Design-Based Inference under Random Potential Outcomes
Yukai Yang
Papers from arXiv.org
Abstract:
We introduce a design-based framework for causal inference that accommodates random potential outcomes without introducing outcome models, thereby extending the classical Neyman--Rubin paradigm in which outcomes are treated as fixed. Each unit's potential outcome is modelled as a structural mapping $\tilde{y}_i(z, \omega)$, where $z$ denotes the treatment assignment and $\omega$ represents latent outcome-level randomness. Inspired by recent work linking design-based inference to the Riesz representation theorem, we embed random potential outcomes in a Hilbert space and define treatment effects as linear functionals, leading to estimators characterised by their Riesz representers.

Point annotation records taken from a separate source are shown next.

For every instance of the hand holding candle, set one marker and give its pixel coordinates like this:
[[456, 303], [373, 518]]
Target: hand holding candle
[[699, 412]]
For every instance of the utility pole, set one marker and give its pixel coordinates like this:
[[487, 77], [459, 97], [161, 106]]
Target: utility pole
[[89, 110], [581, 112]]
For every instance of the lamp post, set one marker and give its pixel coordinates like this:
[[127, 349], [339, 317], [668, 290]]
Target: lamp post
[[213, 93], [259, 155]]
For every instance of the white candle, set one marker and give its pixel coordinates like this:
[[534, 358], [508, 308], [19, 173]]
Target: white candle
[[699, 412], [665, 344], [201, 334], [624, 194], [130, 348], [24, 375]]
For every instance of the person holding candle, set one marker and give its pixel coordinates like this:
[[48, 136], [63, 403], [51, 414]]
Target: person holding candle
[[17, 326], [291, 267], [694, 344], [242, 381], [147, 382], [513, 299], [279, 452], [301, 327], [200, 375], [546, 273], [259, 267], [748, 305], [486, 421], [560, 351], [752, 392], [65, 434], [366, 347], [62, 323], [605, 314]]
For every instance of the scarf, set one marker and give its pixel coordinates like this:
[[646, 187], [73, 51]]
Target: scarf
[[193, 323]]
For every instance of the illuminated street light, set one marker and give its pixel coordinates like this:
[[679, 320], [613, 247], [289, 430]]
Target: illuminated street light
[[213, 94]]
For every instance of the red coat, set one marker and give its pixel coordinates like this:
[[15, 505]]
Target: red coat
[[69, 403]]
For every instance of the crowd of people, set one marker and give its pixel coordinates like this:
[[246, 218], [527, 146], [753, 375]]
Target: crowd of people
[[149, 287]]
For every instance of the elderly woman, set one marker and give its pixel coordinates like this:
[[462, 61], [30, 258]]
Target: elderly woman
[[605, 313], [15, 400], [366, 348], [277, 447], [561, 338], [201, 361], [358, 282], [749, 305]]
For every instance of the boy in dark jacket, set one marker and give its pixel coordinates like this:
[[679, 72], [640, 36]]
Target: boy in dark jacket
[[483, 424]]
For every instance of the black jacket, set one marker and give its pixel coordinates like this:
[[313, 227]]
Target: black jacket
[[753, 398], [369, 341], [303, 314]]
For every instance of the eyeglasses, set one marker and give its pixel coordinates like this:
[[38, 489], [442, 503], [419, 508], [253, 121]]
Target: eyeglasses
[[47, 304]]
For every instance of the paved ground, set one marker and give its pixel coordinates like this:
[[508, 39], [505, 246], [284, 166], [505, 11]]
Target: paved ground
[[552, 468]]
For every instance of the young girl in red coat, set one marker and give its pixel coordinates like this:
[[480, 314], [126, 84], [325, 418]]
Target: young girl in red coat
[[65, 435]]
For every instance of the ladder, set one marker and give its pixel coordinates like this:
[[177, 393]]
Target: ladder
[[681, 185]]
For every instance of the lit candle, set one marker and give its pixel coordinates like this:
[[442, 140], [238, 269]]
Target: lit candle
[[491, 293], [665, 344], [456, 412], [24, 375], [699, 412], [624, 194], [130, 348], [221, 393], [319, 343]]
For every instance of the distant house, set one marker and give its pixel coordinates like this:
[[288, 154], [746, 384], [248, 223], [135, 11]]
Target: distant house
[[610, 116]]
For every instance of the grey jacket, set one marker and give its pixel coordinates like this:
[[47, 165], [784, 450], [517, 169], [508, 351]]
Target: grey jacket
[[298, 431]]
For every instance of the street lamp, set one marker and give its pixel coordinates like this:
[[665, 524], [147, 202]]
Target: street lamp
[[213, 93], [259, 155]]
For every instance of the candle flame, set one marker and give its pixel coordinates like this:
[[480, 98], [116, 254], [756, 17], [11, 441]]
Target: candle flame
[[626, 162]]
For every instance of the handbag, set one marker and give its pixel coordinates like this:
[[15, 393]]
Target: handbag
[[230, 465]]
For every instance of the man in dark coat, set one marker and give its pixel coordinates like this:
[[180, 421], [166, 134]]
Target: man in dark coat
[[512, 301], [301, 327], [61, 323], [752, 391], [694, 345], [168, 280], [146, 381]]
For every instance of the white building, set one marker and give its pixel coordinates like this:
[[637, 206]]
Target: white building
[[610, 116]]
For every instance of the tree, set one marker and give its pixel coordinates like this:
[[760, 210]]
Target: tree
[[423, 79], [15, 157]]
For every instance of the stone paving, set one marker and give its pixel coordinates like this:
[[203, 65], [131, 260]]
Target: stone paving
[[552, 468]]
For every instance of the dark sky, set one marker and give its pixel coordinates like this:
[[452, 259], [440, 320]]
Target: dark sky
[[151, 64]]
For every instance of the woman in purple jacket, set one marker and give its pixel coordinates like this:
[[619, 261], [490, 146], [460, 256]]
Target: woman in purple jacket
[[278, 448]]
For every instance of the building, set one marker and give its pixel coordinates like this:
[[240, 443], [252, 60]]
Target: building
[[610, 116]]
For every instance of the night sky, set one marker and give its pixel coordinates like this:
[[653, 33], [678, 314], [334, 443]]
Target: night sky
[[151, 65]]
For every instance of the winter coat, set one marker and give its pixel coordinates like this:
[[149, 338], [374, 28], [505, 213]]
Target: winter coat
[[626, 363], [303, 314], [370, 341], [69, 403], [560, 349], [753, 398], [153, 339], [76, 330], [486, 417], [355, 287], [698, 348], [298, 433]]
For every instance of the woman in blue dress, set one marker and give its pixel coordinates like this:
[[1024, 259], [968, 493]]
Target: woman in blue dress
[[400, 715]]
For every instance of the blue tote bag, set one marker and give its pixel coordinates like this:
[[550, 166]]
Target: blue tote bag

This approach preserves the core identification logic of randomised assignment while enabling valid inference under stochastic outcome variation. We establish consistency and asymptotic normality under local dependence, and develop feasible variance estimators that remain valid under weaker structural assumptions, including partially known dependence. A simulation study illustrates the robustness and finite-sample behaviour of the estimators. The proposed framework extends design-based causal inference to settings in which outcome-level randomness and local dependence are intrinsic features of the data.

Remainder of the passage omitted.